I have been warning you about security issues with ATMs for many years, primarily related to “skimmers” which are devices installed by criminals on ATMs that read your card and use that information to ultimately steal from your bank account, a problem that remains with many ATMs although the deadline for banks to comply with making ATMs compliant with EMV chip technology has long passed. However on a larger scale, the FBI has just issued a warning to banks about an expected coordinated global attack on ATMs that will attack both the operating systems of ATMs and bank computer networks. The European law enforcement agency Europol issued a dire warning about such attacks last year. Part of the problem is that the operating systems used by many banks are outdated with many banks still using the Windows XP operating system that is no longer supported by Microsoft with security updates. There are a number of security steps that banks should be taking to protect themselves from these attacks, but many banks still have not taken these important security measures. While news of such attacks have rarely been covered in the news media, these attacks have gone on for a few years and are getting worse. In 2016 and 2017, for example the National Bank of Blacksburg in Virginia lost 2.4 million dollars to ATM attacks. A massive coordinated attack is expected soon. It is not a matter of “if,” it is only a matter of “when.”
For all of us as consumers, this problem will not affect our individual accounts, but poses a significant problem to banks around the country.

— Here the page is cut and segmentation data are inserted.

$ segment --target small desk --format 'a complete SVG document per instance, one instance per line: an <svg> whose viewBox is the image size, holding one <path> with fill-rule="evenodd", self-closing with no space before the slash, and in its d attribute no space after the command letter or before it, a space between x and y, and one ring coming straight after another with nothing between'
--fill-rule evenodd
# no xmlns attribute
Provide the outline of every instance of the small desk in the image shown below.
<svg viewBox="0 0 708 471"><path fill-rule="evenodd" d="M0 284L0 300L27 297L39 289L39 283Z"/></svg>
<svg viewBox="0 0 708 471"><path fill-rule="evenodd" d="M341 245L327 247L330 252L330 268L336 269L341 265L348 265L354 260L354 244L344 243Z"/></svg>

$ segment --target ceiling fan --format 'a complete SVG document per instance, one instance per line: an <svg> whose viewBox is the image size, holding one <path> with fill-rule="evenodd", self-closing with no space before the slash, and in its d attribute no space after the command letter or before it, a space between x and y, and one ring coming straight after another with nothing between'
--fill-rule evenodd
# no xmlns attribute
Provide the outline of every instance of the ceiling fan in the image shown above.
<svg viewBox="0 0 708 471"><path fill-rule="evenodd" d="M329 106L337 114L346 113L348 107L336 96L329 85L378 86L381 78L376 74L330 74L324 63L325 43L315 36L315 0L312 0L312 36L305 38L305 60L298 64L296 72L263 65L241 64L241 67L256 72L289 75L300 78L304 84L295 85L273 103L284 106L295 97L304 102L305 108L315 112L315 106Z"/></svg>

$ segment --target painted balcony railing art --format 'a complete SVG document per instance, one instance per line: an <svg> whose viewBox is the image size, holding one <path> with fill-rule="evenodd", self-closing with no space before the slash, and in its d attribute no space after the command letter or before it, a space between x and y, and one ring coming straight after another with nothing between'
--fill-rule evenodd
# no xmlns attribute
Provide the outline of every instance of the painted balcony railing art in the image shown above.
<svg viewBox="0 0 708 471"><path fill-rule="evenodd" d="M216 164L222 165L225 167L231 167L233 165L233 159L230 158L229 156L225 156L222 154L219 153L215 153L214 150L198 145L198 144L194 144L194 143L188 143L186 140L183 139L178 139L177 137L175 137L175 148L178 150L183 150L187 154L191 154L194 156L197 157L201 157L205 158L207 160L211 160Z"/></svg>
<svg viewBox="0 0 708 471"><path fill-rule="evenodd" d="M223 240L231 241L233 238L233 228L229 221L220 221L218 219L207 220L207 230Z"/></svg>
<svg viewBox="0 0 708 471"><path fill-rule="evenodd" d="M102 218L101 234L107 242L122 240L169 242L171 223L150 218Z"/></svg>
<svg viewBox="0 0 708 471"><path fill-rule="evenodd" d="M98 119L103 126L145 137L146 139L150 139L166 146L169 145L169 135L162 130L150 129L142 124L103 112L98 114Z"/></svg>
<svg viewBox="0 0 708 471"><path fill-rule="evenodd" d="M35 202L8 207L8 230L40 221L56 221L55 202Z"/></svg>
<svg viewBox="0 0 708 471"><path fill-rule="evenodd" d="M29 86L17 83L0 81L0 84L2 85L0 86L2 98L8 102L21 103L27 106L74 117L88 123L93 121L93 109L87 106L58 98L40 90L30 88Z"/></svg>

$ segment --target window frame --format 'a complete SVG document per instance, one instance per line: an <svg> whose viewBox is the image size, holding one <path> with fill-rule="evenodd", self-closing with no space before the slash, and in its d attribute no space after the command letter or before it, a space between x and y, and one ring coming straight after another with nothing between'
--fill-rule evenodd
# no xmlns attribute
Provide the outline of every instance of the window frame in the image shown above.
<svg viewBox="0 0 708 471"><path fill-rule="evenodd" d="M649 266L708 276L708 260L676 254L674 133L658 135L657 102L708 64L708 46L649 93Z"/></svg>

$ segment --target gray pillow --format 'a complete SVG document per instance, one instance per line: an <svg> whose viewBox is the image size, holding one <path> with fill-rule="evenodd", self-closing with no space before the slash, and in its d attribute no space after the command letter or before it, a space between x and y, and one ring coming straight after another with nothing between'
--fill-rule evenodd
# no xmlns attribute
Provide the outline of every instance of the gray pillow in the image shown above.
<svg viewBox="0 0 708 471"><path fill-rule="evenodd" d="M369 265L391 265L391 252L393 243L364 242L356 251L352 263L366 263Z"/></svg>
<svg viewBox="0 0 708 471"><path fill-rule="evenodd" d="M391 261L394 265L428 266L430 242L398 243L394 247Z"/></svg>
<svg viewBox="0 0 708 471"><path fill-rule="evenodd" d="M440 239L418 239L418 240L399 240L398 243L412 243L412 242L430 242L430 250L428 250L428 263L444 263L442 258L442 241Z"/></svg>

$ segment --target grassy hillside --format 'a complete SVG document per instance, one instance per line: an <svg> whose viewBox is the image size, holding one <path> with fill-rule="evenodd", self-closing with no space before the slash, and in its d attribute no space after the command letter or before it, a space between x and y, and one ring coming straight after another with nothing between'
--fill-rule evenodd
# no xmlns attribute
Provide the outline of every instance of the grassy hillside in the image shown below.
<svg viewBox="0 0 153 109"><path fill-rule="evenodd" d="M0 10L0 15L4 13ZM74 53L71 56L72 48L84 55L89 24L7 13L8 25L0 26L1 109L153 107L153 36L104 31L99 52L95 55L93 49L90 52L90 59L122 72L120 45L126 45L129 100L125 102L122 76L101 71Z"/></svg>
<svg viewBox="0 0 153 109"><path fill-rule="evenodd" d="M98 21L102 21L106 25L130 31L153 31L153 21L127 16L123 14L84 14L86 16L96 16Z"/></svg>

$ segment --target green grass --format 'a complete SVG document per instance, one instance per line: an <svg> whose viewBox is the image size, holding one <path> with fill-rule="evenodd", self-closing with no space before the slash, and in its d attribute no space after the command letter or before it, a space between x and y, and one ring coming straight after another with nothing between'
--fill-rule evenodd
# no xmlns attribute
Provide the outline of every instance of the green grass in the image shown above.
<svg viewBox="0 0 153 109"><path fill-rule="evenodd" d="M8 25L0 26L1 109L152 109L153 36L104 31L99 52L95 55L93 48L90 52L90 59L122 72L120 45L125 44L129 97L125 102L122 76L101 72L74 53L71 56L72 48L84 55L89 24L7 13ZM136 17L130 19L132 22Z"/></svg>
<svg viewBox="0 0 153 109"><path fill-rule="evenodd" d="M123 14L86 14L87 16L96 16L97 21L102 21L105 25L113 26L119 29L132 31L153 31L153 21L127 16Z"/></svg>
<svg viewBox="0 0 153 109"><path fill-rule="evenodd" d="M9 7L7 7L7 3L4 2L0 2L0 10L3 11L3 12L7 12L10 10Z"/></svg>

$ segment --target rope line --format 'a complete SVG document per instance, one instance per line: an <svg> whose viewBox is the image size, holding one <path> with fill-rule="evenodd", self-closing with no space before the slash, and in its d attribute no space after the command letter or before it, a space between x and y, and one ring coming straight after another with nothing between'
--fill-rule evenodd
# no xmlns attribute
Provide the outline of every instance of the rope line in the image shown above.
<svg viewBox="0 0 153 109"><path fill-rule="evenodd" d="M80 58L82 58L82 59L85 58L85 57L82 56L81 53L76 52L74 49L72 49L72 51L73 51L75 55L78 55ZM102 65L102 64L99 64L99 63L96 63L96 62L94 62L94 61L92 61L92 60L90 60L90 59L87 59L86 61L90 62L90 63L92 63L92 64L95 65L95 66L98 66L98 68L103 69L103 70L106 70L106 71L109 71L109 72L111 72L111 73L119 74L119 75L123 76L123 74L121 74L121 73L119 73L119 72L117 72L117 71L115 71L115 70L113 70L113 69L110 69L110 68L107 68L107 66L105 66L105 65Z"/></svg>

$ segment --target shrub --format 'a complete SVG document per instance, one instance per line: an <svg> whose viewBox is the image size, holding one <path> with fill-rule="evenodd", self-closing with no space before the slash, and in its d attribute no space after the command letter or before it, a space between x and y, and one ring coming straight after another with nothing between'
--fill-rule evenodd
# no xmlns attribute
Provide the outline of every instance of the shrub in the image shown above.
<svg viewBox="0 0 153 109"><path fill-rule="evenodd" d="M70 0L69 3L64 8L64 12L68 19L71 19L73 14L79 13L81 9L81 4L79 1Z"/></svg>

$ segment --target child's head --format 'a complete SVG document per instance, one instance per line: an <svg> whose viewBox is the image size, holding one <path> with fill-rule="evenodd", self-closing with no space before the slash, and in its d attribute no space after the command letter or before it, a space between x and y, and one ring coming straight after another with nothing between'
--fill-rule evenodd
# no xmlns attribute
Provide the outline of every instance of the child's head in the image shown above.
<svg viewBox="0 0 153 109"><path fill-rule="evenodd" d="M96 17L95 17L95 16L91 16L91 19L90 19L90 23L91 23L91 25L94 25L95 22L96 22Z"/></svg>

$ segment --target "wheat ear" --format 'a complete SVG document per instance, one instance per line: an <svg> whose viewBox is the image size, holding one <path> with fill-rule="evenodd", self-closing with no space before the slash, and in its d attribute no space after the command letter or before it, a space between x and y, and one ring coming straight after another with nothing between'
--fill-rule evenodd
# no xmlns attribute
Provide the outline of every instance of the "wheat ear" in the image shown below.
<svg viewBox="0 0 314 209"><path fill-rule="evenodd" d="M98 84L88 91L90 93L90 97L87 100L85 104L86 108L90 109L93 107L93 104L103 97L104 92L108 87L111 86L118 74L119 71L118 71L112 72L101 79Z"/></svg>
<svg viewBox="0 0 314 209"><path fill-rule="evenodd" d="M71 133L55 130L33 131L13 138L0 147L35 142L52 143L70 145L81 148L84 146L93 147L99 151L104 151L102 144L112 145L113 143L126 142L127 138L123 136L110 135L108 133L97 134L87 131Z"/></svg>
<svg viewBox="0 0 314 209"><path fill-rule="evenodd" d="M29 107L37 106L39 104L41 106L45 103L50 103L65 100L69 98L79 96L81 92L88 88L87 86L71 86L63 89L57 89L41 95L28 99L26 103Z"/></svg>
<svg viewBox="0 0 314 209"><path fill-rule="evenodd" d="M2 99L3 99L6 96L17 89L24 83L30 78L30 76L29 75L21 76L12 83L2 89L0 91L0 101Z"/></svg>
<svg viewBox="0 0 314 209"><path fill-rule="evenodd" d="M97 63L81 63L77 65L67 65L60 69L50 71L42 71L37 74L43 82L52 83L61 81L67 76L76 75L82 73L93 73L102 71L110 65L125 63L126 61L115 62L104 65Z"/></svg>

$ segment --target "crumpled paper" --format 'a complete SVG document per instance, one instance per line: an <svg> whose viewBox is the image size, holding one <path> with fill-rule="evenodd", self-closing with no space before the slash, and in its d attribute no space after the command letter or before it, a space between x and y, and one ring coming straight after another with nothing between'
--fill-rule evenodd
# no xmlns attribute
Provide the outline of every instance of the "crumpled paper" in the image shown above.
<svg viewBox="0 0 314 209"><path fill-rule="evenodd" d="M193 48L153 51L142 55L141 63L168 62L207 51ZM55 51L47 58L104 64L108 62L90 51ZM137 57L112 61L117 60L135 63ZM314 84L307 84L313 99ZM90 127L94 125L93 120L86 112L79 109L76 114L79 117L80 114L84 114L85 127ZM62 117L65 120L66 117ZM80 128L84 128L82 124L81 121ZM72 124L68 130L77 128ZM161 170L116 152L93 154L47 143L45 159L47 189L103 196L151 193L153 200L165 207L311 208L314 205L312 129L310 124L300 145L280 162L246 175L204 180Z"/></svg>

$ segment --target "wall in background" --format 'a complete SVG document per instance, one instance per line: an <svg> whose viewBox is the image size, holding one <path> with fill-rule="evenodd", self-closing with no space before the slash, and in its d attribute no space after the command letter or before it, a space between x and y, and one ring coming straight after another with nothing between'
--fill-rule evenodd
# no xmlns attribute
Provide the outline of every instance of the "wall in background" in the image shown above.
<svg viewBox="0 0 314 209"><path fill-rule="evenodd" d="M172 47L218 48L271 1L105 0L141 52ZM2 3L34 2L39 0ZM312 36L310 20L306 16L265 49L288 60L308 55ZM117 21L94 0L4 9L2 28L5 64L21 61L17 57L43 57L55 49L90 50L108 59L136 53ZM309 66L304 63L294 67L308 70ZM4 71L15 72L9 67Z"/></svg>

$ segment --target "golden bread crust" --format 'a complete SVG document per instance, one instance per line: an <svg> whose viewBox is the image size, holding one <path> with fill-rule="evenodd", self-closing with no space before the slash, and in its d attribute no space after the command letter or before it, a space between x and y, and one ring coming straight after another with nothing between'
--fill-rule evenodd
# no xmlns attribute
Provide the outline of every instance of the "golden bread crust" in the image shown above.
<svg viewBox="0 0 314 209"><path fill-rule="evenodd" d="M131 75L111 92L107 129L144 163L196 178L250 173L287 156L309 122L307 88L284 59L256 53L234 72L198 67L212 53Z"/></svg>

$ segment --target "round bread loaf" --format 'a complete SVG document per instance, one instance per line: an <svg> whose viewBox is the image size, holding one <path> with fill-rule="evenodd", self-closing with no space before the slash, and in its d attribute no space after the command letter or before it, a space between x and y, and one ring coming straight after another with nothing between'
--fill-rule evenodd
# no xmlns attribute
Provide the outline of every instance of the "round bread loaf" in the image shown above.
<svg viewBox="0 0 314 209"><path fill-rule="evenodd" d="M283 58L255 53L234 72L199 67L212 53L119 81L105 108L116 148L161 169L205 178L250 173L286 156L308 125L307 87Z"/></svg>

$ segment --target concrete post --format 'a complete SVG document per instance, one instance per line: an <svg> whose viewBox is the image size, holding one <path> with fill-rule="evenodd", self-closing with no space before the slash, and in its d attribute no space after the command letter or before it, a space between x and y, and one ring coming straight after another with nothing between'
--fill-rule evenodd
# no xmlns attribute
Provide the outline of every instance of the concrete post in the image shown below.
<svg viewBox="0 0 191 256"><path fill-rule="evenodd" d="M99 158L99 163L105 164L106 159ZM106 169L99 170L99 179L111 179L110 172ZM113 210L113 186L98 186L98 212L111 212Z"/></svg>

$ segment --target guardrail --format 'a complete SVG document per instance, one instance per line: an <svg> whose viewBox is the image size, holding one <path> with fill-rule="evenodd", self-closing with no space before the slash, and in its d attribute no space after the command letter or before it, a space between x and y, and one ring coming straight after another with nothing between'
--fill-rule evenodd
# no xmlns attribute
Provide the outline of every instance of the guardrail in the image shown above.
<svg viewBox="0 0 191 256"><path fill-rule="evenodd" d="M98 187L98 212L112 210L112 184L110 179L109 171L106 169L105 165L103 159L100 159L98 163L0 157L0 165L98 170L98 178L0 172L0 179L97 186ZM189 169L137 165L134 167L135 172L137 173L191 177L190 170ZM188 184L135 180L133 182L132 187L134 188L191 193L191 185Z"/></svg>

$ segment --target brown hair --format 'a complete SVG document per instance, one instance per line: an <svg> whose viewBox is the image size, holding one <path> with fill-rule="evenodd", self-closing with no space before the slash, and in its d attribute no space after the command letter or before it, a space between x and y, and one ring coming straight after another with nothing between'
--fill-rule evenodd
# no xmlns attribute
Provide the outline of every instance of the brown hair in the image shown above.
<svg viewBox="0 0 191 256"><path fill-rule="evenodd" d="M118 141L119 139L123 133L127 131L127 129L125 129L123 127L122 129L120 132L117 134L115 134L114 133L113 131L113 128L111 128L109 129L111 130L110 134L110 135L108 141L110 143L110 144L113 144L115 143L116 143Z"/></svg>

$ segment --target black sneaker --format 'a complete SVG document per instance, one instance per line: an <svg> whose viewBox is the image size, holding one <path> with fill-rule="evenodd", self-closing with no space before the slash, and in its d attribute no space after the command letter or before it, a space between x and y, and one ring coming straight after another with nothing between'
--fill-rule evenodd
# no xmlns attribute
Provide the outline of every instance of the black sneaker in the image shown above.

To protect yourself from skimmers, which is still a problem with ATMS that are not chip compliant, always look for signs of tampering on any ATM you use.  If the card inserting mechanism appears loose or in any other way tampered with, don’t use it.   Debit cards, when compromised through a skimmer, put you at risk of having the bank account tied to your card entirely emptied if you do not report the theft promptly and even if you report the theft immediately, you will lose access to your bank account while the matter is investigated by the bank.  Skimmers at ATMs are often coupled with a thin, clear electronic device that goes on top of the keyboard to capture your PIN to enable the identity thief to access to your account. A FICO Card Alert Service report noted that 60% of skimmer attacks were done on private, non-bank ATMS so you may wish to avoid those ATMS when possible.